# Odd smell and color on brisket



## dcmp100 (Oct 9, 2010)

I picked up a brisket three days ago and put it in the refrigerator to smoke tonight.  I took it out to prep it this morning, and when I cut open the vacuum seal, I got hit with a strange smell, perhaps a bit sulphurous.  It didn't dissipate after rinsing the meat, and I also found browning on various spots along the fat cap.  None really on the meat section.  The vacuum seal was good as near as I could tell, and the refrigerator never lost power or raised in temperature (at least not enough to notice any change).  I am going to take it back for a refund, but I wanted to hear from anyone with experience with this. 

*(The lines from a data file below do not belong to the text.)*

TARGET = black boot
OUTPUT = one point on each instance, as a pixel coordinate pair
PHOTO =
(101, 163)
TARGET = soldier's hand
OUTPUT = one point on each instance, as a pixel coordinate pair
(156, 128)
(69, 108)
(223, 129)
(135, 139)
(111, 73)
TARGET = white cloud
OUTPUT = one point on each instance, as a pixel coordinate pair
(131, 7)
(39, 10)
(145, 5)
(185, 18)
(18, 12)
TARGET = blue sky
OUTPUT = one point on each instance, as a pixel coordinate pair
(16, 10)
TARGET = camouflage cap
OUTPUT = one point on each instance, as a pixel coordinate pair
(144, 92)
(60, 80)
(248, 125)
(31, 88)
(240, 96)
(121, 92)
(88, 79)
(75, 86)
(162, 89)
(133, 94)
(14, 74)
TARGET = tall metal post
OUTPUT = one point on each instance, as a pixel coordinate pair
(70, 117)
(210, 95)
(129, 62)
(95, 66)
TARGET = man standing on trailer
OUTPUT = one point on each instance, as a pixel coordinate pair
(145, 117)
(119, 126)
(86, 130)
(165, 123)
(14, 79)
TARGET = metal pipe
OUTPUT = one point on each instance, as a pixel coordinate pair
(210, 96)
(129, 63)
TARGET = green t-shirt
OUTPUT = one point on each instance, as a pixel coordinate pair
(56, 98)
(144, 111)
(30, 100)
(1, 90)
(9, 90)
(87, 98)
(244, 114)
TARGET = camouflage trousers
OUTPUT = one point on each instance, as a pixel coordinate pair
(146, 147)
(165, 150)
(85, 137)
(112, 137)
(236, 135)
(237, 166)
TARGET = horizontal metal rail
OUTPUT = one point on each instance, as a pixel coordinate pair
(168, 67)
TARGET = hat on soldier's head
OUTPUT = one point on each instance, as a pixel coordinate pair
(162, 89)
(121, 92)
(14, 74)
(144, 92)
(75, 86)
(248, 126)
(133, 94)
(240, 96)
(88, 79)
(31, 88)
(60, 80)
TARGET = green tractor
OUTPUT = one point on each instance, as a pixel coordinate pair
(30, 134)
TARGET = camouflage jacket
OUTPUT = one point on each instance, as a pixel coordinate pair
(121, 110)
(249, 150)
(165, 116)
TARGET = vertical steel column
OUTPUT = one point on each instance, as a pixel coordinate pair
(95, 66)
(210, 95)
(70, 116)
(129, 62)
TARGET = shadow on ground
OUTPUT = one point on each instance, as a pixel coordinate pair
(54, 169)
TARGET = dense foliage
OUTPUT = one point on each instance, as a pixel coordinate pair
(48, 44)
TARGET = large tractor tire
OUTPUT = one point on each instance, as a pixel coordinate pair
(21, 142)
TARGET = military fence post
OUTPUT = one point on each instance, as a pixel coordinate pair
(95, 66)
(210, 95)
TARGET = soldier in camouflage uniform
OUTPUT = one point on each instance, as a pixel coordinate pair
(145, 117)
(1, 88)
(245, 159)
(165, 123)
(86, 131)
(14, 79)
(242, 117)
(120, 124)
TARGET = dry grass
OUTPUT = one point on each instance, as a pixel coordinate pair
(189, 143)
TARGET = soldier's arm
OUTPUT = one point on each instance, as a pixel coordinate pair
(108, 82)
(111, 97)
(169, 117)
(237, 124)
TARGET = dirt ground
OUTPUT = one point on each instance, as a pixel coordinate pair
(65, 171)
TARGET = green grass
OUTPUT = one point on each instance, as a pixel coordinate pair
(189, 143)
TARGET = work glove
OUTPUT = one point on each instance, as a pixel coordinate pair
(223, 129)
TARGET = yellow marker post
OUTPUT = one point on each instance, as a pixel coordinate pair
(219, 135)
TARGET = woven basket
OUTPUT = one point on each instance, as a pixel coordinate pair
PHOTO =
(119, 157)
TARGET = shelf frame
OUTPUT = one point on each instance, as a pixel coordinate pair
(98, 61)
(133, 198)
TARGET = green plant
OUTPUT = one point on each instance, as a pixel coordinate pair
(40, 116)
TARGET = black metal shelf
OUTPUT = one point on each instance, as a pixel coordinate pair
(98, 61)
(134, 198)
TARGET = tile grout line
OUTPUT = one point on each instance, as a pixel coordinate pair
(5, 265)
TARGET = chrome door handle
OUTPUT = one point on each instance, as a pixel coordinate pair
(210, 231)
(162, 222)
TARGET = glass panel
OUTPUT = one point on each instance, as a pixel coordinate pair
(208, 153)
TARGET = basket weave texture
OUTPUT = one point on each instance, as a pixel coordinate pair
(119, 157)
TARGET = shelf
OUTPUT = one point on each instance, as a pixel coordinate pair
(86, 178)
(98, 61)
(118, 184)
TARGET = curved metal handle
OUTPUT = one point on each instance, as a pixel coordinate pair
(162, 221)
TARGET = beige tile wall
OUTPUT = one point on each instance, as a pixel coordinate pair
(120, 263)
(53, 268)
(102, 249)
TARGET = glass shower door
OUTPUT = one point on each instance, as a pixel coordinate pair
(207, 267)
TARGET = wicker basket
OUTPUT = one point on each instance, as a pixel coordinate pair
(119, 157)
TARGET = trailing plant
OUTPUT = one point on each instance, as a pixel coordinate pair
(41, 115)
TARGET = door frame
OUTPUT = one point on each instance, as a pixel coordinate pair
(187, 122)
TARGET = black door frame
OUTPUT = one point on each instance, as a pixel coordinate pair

Unfortunately, I don't have enough time to get another one and get it rubbed in time to get it smoking.  Looks like next weekend, perhaps.


----------



## mudduck (Oct 9, 2010)

i had one a frew weeks back like that it had ben in the freezer for 4 or 5 mouths

we smoke it turn out great


----------



## mballi3011 (Oct 9, 2010)

I have noticed that allot to. Now it's something they put into the packaging when they vaccum pack them. Theres nothing wrong woth it but it usually rinses off for me most of the time.


----------



## sturgissmoker (Oct 20, 2010)

Vacum sealed meat, because of the lack of oxygen its exsposed too, will build up certain foul smelling gasses.  Open up the meat, lay it out for 30-45 min and the smell will go away.  I have noticed this many many times with steaks, brisket and pork ribs - cooked everyone of them and tasted just fine.  A grocier friend of mine that vacume seals everything gave me this info - just so you know i am not making it up.


----------



## uncivil (Oct 20, 2010)

Could it be the nitrogen they flush with to preserve the meat?


----------



## rbranstner (Oct 20, 2010)

Did they give you a refund?


----------